Hypertonia, or High Muscle Tone

Hypertonia is characterized by high-extra resistance to movement. When muscles are too stiff or tight, it is expressed in the form of lack of elasticity and motion. Children with hypertonia (or high muscular tone) are normally keeping their arms and legs tucked in and their hands curled into fists.

The following symptoms will help you identify if your child has it:

  • appears to be rigid and hard to stretch out
  • difficulty bending
  • difficulty reaching out hands, legs, and arms and turning head
  • flexed feet
  • walking with straightened legs

Note: This condition is very common in cerebral palsy cases, and in lower percentages in Autism.

Hypotonia, or Low Muscle Tone

Contrary to Hypertonia, Hypotonia is a condition where children present very “floppy”, or flaccid muscular tone. This condition is more common than hypertonia in autism and is represented by having too little muscle tone in their bodies.

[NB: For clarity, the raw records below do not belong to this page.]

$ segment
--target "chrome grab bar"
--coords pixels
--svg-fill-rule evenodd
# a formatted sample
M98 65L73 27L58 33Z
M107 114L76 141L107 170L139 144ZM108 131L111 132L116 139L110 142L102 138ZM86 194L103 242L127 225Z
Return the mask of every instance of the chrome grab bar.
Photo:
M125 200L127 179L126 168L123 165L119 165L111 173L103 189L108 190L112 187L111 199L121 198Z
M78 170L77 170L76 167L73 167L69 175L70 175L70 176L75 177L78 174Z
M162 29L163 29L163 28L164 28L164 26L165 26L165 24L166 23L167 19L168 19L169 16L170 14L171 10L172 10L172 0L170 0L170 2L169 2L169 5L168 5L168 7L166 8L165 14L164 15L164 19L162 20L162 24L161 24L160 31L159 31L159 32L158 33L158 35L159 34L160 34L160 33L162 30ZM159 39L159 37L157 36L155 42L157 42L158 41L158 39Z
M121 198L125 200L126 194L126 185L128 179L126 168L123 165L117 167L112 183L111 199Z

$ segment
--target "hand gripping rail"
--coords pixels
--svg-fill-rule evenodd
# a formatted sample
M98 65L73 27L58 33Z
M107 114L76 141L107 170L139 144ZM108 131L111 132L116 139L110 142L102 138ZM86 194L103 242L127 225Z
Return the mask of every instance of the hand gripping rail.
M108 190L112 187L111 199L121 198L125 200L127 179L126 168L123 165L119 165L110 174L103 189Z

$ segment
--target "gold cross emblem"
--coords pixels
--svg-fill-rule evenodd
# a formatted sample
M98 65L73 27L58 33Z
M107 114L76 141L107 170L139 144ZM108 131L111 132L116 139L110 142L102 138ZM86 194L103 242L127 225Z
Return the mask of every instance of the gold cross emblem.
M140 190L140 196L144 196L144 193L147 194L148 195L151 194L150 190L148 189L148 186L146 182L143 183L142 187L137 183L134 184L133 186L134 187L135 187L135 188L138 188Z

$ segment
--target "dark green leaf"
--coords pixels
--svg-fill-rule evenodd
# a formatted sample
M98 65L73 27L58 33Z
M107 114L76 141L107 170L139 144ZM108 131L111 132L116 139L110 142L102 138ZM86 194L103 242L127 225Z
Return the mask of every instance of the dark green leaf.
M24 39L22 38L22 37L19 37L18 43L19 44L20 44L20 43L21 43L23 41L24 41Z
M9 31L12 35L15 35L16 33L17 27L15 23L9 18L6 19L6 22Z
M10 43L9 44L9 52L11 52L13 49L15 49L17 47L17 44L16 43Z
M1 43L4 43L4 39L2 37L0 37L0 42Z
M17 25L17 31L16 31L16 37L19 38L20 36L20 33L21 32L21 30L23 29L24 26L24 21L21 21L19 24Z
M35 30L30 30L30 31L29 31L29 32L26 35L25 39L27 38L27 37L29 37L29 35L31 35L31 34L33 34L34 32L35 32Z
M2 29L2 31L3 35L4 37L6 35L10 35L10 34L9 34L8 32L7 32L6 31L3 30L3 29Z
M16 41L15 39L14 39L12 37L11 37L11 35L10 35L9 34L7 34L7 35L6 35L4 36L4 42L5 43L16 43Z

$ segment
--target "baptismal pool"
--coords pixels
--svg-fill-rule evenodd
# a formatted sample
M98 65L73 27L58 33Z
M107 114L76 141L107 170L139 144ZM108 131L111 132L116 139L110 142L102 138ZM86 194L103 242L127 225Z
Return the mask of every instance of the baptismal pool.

This condition affects their movement abilities because children lack “support” to stand by themselves or even to lift their heads.

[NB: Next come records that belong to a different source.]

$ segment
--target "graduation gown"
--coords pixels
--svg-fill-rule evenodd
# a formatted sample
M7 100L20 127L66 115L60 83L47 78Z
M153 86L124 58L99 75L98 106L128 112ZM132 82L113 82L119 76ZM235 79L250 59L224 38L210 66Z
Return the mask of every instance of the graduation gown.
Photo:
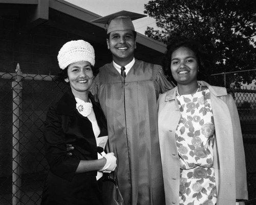
M125 80L113 63L99 69L92 92L108 123L125 204L164 204L157 100L173 86L159 65L136 60Z

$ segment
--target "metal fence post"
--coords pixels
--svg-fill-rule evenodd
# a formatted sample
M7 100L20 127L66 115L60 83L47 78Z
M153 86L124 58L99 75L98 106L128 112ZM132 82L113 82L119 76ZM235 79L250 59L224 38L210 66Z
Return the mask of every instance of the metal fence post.
M22 72L19 64L15 70L16 79L12 82L13 89L12 114L12 204L21 204L21 155L20 153L20 129L22 110Z

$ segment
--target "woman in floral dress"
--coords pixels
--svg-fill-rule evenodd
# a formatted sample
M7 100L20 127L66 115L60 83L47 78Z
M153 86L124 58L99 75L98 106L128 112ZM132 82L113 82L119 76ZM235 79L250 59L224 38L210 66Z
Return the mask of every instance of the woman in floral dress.
M198 81L207 55L191 40L167 47L176 88L161 94L158 126L166 204L236 204L247 199L236 104L226 88Z

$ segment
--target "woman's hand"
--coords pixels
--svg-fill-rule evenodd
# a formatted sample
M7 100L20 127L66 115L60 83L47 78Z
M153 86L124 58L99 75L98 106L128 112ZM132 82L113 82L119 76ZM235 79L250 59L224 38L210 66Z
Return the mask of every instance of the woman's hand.
M104 155L103 157L106 160L106 164L105 164L104 167L99 171L107 173L110 173L110 172L114 171L117 166L116 158L114 156L114 153L108 153Z

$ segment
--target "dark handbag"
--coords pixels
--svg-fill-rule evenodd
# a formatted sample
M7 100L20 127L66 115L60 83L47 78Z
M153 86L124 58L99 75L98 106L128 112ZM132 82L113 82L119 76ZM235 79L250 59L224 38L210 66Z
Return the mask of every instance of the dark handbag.
M116 171L104 173L103 176L102 195L104 205L124 205L116 177Z

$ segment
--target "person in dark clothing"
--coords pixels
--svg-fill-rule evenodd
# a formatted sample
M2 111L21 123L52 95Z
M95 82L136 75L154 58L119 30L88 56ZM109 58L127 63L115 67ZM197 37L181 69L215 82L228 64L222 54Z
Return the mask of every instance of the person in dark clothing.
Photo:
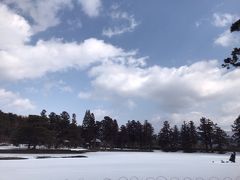
M231 154L230 158L229 158L229 161L235 163L235 159L236 159L236 153L233 152L233 153Z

The following signs are common in children with hypotonia:

  • seem “floppy” when held
  • have a hard time sitting upright
  • hypermobility, or very flexible
  • appear to be weak
  • can easily dislocate their arms or legs

Note: Hypotonia does not necessarily mean extreme weakness. In some cases, it can be manifested in a bigger effort (due to muscular weakness) to accomplish certain movements. 

How To Improve Motor Disorders in Autism? 

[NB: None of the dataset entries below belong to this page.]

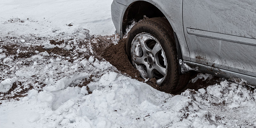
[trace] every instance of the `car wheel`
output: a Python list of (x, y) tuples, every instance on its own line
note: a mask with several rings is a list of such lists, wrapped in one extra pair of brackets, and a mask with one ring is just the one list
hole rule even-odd
[(128, 35), (126, 52), (141, 77), (155, 78), (160, 91), (174, 93), (186, 84), (182, 81), (184, 75), (179, 75), (173, 31), (168, 22), (163, 18), (139, 22)]

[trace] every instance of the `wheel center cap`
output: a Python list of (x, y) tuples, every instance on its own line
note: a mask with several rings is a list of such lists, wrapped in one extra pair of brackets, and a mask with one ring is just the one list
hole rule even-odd
[(153, 62), (153, 59), (152, 58), (152, 57), (150, 56), (148, 57), (148, 62), (150, 64), (153, 63), (154, 62)]

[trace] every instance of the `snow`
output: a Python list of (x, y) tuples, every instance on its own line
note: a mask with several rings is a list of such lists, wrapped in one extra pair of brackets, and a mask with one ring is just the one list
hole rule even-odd
[[(96, 57), (92, 44), (99, 42), (92, 35), (114, 31), (112, 1), (2, 2), (0, 98), (6, 98), (9, 90), (11, 97), (27, 92), (19, 100), (0, 100), (1, 127), (256, 127), (255, 88), (225, 80), (174, 95), (131, 79)], [(117, 36), (107, 37), (116, 44)], [(64, 42), (52, 44), (52, 39)], [(4, 46), (10, 44), (26, 47), (18, 47), (17, 53), (41, 45), (71, 53), (32, 49), (30, 56), (15, 58)], [(212, 77), (199, 74), (191, 81)]]
[(21, 40), (20, 40), (21, 42), (22, 43), (25, 43), (25, 40), (23, 39), (21, 39)]
[(6, 92), (9, 91), (16, 80), (15, 78), (8, 78), (0, 83), (0, 92)]

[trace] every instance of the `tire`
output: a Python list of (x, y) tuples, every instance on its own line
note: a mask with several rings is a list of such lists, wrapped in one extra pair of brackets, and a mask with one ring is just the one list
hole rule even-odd
[(126, 40), (126, 54), (142, 78), (156, 78), (160, 91), (172, 93), (187, 84), (187, 77), (179, 75), (173, 31), (166, 19), (139, 22), (131, 29)]

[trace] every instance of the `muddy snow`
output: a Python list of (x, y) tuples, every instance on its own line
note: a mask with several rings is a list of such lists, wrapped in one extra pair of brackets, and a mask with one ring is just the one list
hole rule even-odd
[(256, 90), (244, 83), (194, 73), (173, 95), (140, 78), (111, 2), (0, 4), (0, 127), (256, 127)]

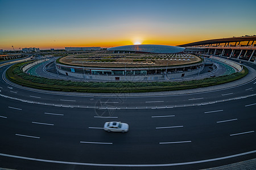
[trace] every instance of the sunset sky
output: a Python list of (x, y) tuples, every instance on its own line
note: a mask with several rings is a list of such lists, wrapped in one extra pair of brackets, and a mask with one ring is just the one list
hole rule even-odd
[(178, 45), (253, 35), (255, 7), (255, 0), (0, 0), (0, 49)]

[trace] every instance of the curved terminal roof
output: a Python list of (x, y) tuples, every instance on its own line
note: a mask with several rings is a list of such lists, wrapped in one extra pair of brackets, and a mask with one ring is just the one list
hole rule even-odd
[(246, 36), (243, 37), (230, 37), (230, 38), (224, 38), (219, 39), (213, 39), (209, 40), (204, 40), (201, 41), (197, 41), (195, 42), (191, 42), (183, 45), (178, 45), (179, 46), (191, 46), (196, 45), (208, 45), (208, 44), (213, 44), (218, 43), (225, 43), (225, 42), (240, 42), (244, 41), (256, 41), (256, 36)]
[(140, 44), (115, 46), (107, 49), (109, 51), (139, 52), (150, 53), (177, 53), (183, 52), (184, 48), (170, 45)]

Sports have a huge impact on the life of children. It can be a great way to improve sensory integration, physical coordination, muscle tone, motor skills, and even social skills. Following sports can help improve motor disorders in children with Autism:

1.- Swimming: Water gives children a sensory input, and it can be a suitable activity to practice individually, while still being part of a team, thus it promotes social skills.

2.- Horseback Riding: Horses are used by physical, speech, and occupational therapists to teach their patients on a personal level through what is referred to as “hippotherapy.” Children with autism also benefit from equine therapy due to the motor, emotional, and sensory sensations that come with riding a horse.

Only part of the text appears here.